10 Bits: The Data News Hot List
This week’s list of data news highlights covers February 8-14 and includes articles on the New York Times‘ first Chief Data Scientist and the profusion of sensing technologies being deployed at the 2014 Winter Olympics.
The New York Times has hired its first “chief data scientist” to help the publication maintain and expand its subscriber base. Chris Wiggins, the Columbia University applied mathematician who will fill the role, is tasked with mining the Times‘ considerable stores of user data and creating predictive models to better understand what behaviors indicate that a user might soon subscribe or unsubscribe. The Times‘ new position follows a similar one established at News Corp in October 2013.
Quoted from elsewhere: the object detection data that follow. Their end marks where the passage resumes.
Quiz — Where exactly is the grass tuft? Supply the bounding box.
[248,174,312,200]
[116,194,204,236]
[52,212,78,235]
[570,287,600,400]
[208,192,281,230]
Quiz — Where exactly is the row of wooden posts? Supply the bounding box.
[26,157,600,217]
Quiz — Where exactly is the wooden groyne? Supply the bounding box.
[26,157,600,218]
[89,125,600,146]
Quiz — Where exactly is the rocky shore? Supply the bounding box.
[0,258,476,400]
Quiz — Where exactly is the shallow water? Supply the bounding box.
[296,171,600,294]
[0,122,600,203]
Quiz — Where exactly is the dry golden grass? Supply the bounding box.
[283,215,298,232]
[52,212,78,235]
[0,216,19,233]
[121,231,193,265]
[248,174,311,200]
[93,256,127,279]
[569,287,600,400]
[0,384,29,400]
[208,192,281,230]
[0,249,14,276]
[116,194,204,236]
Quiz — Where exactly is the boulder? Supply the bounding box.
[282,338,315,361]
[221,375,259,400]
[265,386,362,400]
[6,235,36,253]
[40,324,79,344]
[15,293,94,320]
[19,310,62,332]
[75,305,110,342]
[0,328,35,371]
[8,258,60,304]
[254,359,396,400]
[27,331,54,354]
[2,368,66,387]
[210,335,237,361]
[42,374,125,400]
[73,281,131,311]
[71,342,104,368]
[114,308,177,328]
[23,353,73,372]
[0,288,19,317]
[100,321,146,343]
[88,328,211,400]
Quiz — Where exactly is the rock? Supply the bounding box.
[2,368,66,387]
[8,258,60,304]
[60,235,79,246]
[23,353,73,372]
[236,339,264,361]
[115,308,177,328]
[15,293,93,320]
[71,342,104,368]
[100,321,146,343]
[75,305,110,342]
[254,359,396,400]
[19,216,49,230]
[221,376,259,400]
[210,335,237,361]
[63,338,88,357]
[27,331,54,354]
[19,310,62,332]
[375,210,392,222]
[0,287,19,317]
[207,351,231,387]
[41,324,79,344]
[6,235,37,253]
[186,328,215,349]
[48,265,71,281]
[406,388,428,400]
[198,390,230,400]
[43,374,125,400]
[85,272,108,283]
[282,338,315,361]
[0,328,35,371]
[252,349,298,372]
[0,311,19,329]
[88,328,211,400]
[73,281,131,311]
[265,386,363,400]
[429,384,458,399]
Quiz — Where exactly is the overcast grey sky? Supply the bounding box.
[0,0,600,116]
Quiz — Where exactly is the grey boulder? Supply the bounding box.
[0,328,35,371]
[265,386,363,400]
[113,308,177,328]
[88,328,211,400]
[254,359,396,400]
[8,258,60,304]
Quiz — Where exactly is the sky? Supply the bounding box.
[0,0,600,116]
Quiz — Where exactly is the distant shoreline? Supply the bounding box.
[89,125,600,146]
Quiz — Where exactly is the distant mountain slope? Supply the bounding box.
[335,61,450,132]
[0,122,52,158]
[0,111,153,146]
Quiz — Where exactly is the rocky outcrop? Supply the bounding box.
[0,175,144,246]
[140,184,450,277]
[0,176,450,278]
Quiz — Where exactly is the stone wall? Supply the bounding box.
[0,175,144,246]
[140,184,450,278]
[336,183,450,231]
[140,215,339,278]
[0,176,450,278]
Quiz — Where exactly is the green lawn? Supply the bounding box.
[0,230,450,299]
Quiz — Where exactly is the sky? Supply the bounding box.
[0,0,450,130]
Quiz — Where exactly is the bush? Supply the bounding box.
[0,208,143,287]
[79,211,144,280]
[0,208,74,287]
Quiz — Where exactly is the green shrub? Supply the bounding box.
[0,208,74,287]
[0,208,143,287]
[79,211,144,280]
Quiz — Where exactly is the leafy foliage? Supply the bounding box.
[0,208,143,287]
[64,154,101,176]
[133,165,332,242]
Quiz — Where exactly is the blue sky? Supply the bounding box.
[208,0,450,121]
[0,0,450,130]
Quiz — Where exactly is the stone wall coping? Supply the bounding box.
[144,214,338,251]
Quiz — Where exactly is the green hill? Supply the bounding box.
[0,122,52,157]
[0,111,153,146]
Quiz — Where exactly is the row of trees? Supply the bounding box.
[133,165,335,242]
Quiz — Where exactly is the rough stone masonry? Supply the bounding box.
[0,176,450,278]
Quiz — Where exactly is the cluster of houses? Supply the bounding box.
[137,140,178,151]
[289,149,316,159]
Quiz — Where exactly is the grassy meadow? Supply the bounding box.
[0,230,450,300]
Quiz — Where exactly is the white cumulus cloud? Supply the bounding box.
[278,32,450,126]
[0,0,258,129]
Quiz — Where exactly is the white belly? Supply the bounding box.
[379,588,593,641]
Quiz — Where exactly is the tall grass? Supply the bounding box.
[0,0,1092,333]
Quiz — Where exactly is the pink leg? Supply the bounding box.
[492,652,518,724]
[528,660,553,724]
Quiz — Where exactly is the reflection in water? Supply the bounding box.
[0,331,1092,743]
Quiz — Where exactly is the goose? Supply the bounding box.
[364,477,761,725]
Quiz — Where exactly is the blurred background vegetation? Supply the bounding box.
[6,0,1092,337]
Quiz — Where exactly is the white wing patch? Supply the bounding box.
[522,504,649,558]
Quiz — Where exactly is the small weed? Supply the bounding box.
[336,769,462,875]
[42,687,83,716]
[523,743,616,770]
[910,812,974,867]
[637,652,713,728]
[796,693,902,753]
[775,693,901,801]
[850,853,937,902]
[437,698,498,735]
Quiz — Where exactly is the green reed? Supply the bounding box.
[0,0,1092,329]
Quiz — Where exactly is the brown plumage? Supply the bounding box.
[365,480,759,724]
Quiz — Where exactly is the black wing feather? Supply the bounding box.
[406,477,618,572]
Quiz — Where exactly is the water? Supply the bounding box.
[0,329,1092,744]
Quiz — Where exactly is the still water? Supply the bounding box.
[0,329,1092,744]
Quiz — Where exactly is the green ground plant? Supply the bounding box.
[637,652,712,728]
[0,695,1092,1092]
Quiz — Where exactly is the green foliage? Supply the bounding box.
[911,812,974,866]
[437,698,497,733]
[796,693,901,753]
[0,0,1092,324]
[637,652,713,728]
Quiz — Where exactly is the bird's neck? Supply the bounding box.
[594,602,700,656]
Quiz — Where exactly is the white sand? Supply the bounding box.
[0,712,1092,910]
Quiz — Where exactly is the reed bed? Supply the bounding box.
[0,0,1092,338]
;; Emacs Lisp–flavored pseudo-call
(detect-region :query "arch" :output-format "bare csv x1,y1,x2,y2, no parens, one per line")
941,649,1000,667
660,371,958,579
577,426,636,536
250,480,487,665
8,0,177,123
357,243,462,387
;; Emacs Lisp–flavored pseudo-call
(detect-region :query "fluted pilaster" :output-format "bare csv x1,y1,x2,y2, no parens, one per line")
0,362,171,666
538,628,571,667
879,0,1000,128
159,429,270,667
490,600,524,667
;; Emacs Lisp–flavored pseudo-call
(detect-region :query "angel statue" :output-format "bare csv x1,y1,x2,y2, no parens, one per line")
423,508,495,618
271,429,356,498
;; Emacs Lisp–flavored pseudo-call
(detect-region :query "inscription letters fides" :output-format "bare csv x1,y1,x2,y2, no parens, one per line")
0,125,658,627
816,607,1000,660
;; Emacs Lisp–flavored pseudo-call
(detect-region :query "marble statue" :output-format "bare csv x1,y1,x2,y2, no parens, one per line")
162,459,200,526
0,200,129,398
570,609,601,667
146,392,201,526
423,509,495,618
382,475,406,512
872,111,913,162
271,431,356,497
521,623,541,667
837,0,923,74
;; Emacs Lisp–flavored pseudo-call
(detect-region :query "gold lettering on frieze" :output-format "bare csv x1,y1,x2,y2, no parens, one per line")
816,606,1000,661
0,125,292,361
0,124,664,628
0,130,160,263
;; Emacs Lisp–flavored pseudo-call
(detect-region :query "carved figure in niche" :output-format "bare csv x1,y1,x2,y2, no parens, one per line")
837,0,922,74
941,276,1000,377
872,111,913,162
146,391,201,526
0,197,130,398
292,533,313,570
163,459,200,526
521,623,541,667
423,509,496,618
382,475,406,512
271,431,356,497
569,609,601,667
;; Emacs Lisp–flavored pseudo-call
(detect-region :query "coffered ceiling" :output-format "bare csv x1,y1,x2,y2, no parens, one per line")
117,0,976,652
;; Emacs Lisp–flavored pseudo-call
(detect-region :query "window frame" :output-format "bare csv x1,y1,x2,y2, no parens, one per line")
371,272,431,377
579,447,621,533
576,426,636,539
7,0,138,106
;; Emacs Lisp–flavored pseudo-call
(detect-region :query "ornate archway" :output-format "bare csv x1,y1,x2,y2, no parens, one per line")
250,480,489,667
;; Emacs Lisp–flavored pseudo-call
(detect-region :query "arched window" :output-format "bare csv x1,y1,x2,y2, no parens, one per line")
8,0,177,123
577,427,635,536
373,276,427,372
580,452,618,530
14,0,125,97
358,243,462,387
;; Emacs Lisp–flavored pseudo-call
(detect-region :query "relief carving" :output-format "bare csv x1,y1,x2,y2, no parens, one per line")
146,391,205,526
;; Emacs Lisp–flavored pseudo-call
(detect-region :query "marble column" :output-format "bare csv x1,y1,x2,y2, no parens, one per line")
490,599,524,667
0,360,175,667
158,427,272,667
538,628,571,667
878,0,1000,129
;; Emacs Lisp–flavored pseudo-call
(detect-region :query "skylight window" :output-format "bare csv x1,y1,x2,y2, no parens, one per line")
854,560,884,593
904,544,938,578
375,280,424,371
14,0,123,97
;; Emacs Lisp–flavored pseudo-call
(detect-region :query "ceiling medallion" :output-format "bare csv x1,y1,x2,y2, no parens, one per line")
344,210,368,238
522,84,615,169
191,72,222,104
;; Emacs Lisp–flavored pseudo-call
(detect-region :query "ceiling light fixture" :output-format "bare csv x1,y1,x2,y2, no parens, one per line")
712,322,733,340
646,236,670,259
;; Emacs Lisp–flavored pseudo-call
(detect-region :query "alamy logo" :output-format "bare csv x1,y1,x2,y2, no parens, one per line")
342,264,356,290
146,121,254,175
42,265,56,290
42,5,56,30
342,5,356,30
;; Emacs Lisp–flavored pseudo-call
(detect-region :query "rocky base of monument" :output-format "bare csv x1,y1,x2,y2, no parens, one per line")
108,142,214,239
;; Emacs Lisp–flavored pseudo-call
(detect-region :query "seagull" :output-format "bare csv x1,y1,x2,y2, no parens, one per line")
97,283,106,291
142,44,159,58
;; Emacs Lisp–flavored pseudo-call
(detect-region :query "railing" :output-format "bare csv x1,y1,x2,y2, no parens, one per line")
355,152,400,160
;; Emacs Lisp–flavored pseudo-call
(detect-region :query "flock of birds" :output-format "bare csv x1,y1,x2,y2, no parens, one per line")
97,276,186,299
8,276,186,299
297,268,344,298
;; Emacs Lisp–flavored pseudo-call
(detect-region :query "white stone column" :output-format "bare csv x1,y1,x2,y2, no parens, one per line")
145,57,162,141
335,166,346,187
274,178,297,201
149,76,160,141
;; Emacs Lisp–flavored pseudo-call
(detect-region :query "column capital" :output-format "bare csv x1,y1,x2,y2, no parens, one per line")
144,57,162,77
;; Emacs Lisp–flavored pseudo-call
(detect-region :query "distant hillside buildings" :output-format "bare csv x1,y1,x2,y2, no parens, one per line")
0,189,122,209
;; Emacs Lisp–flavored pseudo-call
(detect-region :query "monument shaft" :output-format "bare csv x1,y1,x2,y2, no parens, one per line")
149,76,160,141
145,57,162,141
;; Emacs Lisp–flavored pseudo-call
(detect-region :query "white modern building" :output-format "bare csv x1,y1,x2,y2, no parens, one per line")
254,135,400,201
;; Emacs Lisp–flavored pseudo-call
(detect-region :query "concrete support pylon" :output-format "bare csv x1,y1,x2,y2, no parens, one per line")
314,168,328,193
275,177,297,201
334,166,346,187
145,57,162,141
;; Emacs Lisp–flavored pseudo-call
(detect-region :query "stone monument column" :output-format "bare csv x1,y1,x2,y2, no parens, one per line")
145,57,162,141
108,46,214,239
Sensing technology is ubiquitous at the 2014 Winter Olympics in Sochi, Russia. One device, created by watchmaker and timekeeping company Omega, has been installed in all the competition’s bobsleds, transmitting data on speed, acceleration, G-force, and vertical track position to Olympic databases in real-time. Olympics organizers have almost fully automated recording competition results. The rise of sensors, along with increased mobile device use, has meant that Olympic organizers have had to bargain for a much higher bandwidth environment than that of the 2010 games.
The U.S. Department of Transportation is moving ahead with its Connected Vehicle project, which aims to improve highway safety by allowing vehicles to exchange data in real-time, but it has also begun researching an abundant source of in-vehicle sensors: smartphones. Crowdsourcing smartphone data could mitigate the expense of installing sensors in millions of vehicles, since the devices already carry accelerometers, GPS software, magnetic compasses and other sensors, the signals from which could be tapped and transmitted via Bluetooth to ease traffic and prevent accidents.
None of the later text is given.